Molecular subtypes of metastatic urothelial carcinoma and treatment options

Urothelial carcinoma is a common cancer and patients with metastatic urothelial cancer (mUC) have very poor outcomes. Many mUC patients do not have durable responses to systemic treatment and are exposed to toxic side effects that negatively impact the patient’s quality of life. Identifying novel biomarkers for therapy and selecting the best treatment option for individual mUC patients is therefore critical. Molecular characterization of urothelial carcinoma has revealed subtypes with different genomic, transcriptomic, and clinicopathological characteristics, which might guide therapeutic decisionmaking. Here, we summarize advances on molecular subtyping of urothelial carcinoma in both primary and metastatic disease, and highlight treatment opportunities for each subtype.

Background

Urothelial cancer (UC) of the urinary tract is the tenth most common malignant tumour worldwide affecting predominantly the bladder [1]. The main risk factor is attributed to smoking, although it has also been associated with parasitic infection and occupational exposure to chemicals. The incidence rate of bladder cancer is higher in men (9.5 per 100 000) than in women (2.4 per 100 000). However, women generally have more advanced disease at the time of diagnosis and response to treatment is less favourable [2]. Among men, it represents the sixth most common type of cancer and the ninth cause of cancer death.

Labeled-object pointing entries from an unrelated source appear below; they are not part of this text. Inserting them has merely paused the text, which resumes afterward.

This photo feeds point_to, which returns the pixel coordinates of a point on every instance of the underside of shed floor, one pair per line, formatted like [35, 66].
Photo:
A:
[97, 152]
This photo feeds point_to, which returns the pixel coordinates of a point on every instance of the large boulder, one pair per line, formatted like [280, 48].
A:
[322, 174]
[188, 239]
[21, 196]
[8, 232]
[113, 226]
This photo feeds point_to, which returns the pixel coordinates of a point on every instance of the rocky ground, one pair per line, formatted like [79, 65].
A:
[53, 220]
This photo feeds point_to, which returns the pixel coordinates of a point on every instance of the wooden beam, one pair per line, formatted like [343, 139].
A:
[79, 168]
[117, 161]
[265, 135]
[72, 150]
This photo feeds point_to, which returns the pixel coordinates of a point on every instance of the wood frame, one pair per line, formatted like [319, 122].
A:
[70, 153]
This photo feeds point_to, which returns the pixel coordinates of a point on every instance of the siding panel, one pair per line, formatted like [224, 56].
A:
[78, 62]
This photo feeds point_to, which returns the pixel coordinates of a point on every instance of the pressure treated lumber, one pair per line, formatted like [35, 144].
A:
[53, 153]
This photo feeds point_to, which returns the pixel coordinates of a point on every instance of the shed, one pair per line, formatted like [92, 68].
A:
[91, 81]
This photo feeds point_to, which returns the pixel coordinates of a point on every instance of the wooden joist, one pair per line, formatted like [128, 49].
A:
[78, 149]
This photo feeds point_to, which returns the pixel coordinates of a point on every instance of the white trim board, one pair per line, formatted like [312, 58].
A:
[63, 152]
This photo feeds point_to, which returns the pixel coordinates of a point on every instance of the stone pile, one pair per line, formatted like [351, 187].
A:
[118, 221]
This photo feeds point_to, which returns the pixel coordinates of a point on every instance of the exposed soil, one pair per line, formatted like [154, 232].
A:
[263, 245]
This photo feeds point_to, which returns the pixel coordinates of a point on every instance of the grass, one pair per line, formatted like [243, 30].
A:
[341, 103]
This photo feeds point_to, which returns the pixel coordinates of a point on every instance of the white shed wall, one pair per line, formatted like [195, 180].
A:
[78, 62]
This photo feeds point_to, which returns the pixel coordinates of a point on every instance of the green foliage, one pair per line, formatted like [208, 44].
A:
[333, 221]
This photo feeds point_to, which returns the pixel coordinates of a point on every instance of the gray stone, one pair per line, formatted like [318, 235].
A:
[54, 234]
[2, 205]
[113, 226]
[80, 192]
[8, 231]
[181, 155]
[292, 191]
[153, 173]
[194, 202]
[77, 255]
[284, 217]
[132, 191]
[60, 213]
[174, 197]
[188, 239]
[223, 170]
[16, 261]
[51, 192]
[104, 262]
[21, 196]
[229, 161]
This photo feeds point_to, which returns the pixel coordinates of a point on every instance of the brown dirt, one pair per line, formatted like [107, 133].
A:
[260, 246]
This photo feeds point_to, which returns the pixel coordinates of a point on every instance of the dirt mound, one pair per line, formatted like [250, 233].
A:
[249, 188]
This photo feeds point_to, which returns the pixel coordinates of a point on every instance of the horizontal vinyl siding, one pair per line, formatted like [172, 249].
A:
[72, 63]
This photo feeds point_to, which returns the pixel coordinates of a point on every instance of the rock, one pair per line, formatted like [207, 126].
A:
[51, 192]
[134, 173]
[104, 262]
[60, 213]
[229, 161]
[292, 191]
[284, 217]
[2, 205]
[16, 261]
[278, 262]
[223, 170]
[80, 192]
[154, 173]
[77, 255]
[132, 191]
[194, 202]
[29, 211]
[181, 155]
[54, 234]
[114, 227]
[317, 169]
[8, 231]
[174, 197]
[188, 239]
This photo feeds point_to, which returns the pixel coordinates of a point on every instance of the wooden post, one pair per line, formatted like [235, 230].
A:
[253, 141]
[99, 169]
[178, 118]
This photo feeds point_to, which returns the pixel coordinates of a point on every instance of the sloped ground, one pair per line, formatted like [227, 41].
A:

Bladder cancer is a molecularly and clinically heterogeneous disease that is classified as either non-muscle-invasive bladder cancer (NMIBC) or muscle-invasive bladder cancer (MIBC). Approximately, 75% of bladder cancers are NMIBC, and these patients have excellent survival but suffer from high recurrence rates. The remaining 25% of patients have MIBC, which has a poor prognosis despite aggressive local and systemic treatment. Up to 50% of MIBC patients will develop metastasis [3], which is the primary cause of death. Therefore, it is essential to identify targets for therapy and to develop a more personalized treatment for mUC.

The rapid decrease in cost for next generation sequencing technologies in recent years has allowed researchers to genomically and transcriptomically characterize large cohorts of patients with (urothelial) cancer. This has significantly improved our knowledge on the molecular characteristics of cancer and has allowed us to explore new therapeutic options. Recently, the first study characterizing the genome and transcriptome of a large cohort of metastatic UC (mUC) was reported [4], which might contribute to the identification of therapeutic targets for this lethal disease.

Molecular landscape of urothelial carcinoma

Comprehensive molecular profiling of UC has been extensively described for patients with NMIBC [5] and localized MIBC [6]. At the genomic level, NMIBC is characterized by frequent mutations in FGFR3 and PIK3CA genes, whereas mutations in TP53 are uncommon [7]. In MIBC, TP53 is the most commonly mutated gene (Table 1).

A recent study that investigated whole genomes and paired transcriptomes of a large cohort of patients with mUC, revealed genomic similarities between MIBC and mUC [4]. The set of driver genes identified in mUC and the high apolipoprotein B mRNA editing catalytic polypeptide-like (APOBEC) activity resembled the genomic landscape of MIBC.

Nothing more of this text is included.